Federal sentencing guidelines suggest Fattah could face anywhere from more than four years in prison to a little less than six. Prosecutors, in court filings Thursday, urged a sentence at the higher end of that range.

"The evidence [at trial] demonstrated incontrovertibly that Fattah was a habitual schemer, liar, and fraudster, obsessed with wealth and material possessions - the opposite of the picture of the well-intentioned legitimate businessman and entrepreneur that he tried to sell the jury," Assistant U.S. Attorneys Paul L. Gray and Eric L. Gibson wrote.

Fattah, who acted as his own lawyer at trial and is expected to represent himself again in court Tuesday, had not submitted his own sentencing recommendation to the judge by late Friday.

And the usually loquacious and publicity friendly congressman's son - who spent the morning of his conviction negotiating his first post-verdict interview with a local TV station - could not be reached for comment.

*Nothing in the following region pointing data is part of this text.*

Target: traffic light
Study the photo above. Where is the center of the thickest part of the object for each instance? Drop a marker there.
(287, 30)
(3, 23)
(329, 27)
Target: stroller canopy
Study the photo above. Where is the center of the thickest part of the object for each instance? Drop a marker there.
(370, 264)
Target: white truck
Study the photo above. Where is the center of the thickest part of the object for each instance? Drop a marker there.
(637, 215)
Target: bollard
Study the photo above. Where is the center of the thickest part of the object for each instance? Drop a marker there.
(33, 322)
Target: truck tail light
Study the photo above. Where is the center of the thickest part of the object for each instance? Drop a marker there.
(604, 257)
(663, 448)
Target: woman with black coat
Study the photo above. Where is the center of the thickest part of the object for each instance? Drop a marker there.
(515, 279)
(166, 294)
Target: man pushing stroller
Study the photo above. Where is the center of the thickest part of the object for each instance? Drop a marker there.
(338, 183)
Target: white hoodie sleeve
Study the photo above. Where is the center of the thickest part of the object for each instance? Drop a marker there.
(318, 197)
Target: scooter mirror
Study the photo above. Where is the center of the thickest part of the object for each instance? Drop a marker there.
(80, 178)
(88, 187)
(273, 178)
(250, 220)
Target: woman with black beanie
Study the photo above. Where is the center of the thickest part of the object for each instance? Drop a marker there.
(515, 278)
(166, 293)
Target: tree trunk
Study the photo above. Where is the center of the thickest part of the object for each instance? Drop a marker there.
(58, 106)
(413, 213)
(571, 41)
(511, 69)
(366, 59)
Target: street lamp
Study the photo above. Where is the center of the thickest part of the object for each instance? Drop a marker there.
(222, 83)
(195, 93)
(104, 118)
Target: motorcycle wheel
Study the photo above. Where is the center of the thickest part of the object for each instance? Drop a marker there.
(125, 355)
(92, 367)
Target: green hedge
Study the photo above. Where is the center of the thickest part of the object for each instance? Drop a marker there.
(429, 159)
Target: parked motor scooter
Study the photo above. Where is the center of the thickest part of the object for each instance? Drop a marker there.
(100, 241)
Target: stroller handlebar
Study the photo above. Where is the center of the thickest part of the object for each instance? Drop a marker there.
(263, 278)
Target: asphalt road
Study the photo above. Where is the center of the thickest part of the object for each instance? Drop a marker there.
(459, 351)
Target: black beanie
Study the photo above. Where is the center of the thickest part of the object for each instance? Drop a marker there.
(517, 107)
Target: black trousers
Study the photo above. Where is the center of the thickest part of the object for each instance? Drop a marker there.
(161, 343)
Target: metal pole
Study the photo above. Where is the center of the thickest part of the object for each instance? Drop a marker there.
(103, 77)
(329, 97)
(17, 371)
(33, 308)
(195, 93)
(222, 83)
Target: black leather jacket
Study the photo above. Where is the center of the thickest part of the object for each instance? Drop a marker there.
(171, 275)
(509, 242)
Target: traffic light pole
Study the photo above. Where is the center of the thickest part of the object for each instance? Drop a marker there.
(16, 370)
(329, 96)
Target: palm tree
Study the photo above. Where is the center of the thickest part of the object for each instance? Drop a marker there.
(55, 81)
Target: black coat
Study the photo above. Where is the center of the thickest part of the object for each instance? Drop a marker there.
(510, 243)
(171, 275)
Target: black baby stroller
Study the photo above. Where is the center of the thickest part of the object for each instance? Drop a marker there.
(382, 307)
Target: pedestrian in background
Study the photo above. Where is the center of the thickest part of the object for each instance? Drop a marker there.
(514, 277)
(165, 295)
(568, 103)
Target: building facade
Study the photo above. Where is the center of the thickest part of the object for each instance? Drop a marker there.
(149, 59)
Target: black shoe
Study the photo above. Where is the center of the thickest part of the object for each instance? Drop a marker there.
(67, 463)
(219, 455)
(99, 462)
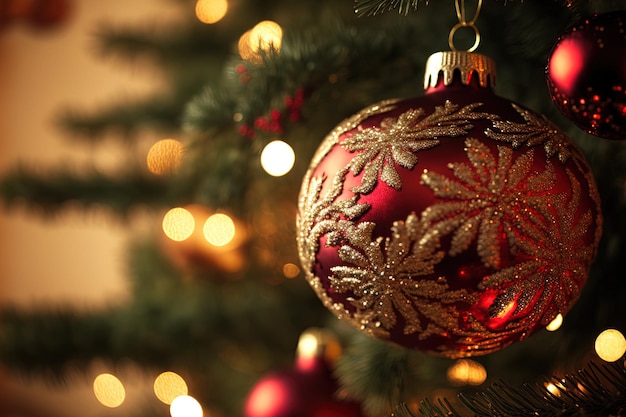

His cellphone was off. He did not respond to texts or emails. His usually active social media accounts went silent.

Much was made at Fattah's trial last fall of the lavish lifestyle he led, largely paid for by other people's money.

Government witnesses testified about his penchant for designer suits and Hermes ties. Prosecutors scoffed at his attempts to explain away the purchase of a $45,000 BMW 3-series roadster as a business expense.

"Proud of the status he thought he had achieved . . . Fattah actually framed his Amex cards and the receipt he got for the purchase of the BMW," Gray and Gibson wrote Thursday. "The striking items decorated the walls of his [$600,000] apartment at the Ritz."

Over the last decade, Fattah held himself out as the owner of several successful businesses that prosecutors described mostly as scams.

They referred to his management consulting firm, 259 Strategies, as a shell company. American Royalty - his personal concierge service that promised high-rollers access to sports tickets, private planes, and reservations at ritzy restaurants and exclusive golf clubs - ripped off customers out of a total of $53,000.

Nonetheless, Fattah and a former business partner were able to secure $141,000 in business loans in 2005 from area banks to fund those ventures by grossly inflating the money he was making. He spent the cash on himself and later downplayed his income to creditors to convince them he was unable to pay what he owed.

Later, Fattah tipped off authorities to a separate scheme in 2012, when he contacted a Philadelphia School District fraud tip line in 2012, hoping to implicate - and collect a reward for doing so - his then-employer, Delaware Valley High School. The for-profit education firm held more than $4 million in contracts to run two alternative schools.

Fattah told district officials in a meeting that year that company president David T. Shulick had bilked taxpayers out of hundreds of thousands of dollars between 2010 and 2012 by submitting inflated budgets for his program.

But the jury concluded in November that Fattah had also thoroughly implicated himself in the theft.

In their filings Thursday, prosecutors urged Bartle to order Fattah to pay restitution to his victims.

Citing his own words caught on FBI wiretaps, they described his attitude toward those he cheated as one "laced with arrogance, privilege, and a degree of entitlement."

"F- the credit lines," Fattah told a former business partner in one conversation cited by prosecutors in their sentencing recommendation to the judge. "It's not about the credit lines. It's about figuring out how to make money and having fun."

Fattah has long insisted that he caught the attention of federal authorities only because of his father's political prominence.

The congressman faces his own corruption trial in May on allegations that he misused federal grant funds, charitable gifts, and campaign donations under his control to pay off debts and enrich himself and others - charges he has repeatedly denied.

On Friday, the congressman reiterated complaints he has previously made about the Justice Department's conduct in investigating his family in a letter to the House Committee on Oversight and Government Reform.

Earlier this week, Fattah demurred when asked about his son's upcoming sentencing hearing.

"All I can say," he said, "is that I love my son."